The UN confirms the involvement of Malian and “white” soldiers in the death of 33 civilians

AA/Bamako/Amarana Maiga

The Malian army and “white” soldiers are involved in the death of 33 civilians, including 29 Mauritanians and 4 Malians, last March in Robinet El Ataye, a village located in the region of Ségou, near the Mauritanian border. , according to a report by a group of experts commissioned by the United Nations.

The report released on Friday said, “The soldiers rounded up the men, including the teenagers, tied their hands behind their backs and blindfolded them. They were then gathered in the middle of the village” while “the women and children were ordered to go home and not watch”.

The group of experts further specified that “it was not able to go to the site, but that it collected several testimonies indicating that the deployed soldiers then stripped the houses of all their possessions, including the bedding, cell phones, jewelry, kitchen utensils and clothing.

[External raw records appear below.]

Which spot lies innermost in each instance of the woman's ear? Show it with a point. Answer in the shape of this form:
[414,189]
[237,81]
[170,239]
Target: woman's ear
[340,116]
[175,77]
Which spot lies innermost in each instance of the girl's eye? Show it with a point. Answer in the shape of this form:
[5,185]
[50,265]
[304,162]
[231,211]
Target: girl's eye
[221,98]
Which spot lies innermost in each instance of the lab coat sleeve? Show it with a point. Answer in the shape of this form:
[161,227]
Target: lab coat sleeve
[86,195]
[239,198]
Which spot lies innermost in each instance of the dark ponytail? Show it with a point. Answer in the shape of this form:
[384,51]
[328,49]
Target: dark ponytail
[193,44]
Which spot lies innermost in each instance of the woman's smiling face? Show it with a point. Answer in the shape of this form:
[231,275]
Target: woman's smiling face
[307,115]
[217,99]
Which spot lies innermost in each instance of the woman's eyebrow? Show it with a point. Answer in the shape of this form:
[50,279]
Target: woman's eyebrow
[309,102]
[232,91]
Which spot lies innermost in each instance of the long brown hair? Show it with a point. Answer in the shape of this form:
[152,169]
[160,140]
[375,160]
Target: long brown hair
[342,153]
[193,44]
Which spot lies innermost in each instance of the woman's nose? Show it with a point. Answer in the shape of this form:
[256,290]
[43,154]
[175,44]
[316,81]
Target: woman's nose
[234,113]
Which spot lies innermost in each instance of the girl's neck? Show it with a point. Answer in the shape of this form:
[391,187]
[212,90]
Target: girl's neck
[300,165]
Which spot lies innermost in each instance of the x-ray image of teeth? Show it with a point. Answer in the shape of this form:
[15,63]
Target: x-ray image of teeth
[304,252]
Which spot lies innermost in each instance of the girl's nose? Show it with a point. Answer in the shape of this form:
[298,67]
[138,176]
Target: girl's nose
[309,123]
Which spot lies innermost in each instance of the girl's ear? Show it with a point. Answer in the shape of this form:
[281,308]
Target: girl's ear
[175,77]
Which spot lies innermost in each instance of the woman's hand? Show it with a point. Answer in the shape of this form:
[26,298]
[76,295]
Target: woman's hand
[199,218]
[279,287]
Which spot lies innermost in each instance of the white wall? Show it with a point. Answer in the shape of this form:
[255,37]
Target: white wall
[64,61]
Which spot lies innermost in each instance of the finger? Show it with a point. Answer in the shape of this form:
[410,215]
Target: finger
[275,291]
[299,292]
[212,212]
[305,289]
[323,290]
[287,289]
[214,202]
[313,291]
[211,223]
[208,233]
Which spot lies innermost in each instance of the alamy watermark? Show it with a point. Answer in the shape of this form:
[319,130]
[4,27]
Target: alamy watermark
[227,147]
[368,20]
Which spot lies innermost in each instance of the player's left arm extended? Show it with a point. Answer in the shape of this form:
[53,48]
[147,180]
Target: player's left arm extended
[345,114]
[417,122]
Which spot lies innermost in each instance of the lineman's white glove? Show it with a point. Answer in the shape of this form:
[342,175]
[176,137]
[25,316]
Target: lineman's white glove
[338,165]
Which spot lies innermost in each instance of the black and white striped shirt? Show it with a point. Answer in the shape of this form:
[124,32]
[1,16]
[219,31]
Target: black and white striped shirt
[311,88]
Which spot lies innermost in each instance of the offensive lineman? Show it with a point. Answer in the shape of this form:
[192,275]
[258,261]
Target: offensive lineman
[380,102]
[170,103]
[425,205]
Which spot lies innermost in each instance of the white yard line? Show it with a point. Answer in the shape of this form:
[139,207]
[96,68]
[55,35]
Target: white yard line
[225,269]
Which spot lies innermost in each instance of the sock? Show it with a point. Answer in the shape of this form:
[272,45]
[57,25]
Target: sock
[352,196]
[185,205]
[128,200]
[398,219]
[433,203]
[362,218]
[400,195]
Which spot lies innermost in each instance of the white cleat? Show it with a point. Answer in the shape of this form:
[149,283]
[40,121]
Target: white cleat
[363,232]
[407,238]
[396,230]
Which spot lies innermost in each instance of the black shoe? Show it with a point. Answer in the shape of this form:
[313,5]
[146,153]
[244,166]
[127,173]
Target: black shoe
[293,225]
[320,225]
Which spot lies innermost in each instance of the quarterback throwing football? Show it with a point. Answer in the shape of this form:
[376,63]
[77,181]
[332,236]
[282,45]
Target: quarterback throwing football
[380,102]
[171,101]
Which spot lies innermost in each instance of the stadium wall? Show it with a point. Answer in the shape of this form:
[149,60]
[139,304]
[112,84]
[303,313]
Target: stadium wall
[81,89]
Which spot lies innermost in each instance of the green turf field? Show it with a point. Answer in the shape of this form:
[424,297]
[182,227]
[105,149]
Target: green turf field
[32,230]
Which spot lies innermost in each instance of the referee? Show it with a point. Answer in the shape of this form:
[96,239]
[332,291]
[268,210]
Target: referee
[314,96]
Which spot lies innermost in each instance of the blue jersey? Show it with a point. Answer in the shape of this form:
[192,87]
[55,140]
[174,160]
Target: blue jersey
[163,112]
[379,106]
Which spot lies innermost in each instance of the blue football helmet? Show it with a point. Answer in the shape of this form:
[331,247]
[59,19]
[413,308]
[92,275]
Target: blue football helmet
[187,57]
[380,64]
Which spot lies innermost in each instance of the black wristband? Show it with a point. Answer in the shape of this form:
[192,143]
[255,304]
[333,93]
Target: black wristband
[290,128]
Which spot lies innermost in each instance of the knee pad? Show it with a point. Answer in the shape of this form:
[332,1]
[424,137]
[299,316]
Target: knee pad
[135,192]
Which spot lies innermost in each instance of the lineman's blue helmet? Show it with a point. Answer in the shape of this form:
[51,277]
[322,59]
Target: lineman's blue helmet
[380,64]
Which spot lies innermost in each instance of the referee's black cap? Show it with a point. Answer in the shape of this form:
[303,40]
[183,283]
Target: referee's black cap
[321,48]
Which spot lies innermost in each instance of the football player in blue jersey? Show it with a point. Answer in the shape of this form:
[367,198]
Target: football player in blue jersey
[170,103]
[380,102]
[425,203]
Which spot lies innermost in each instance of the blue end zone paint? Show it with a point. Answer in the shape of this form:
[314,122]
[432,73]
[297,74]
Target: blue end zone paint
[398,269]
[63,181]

“A group of FAMa (Malian Armed Forces) arrived in the village around 11 am” continues the text. “They started beating the bound blindfolded men using the sticks used by the shepherds on their flocks. The women locked in the houses could only hear the cries of the men who were beaten”, declared the same UN source.

The report adds that “The FAMa then freed some of the younger men, and took away 33 men, 29 Mauritanians and 4 Malians [touaregs] ».

The UN experts relate in their report that “After the soldiers left at 2 p.m., the women waited for the men to return to the village. The next day, relatives discovered the bodies 4 kilometers from Robinet El Ataye. They had been shot and then burned” evoking a “similar pattern of looting and beatings” in five other localities in the area between March 5 and 6, without causing any casualties.

The report said witnesses saw a “helicopter carrying the white-skinned soldiers.”

The group of experts noted that eleven bodies found in Robinet El Ataye would have been returned to their families by the Mauritanian authorities, who had access to the village.

Mauritania had accused the Malian army of “recurring criminal acts” against Mauritanian citizens in this border region. Bamako had refuted these accusations, claiming that nothing implicated its army.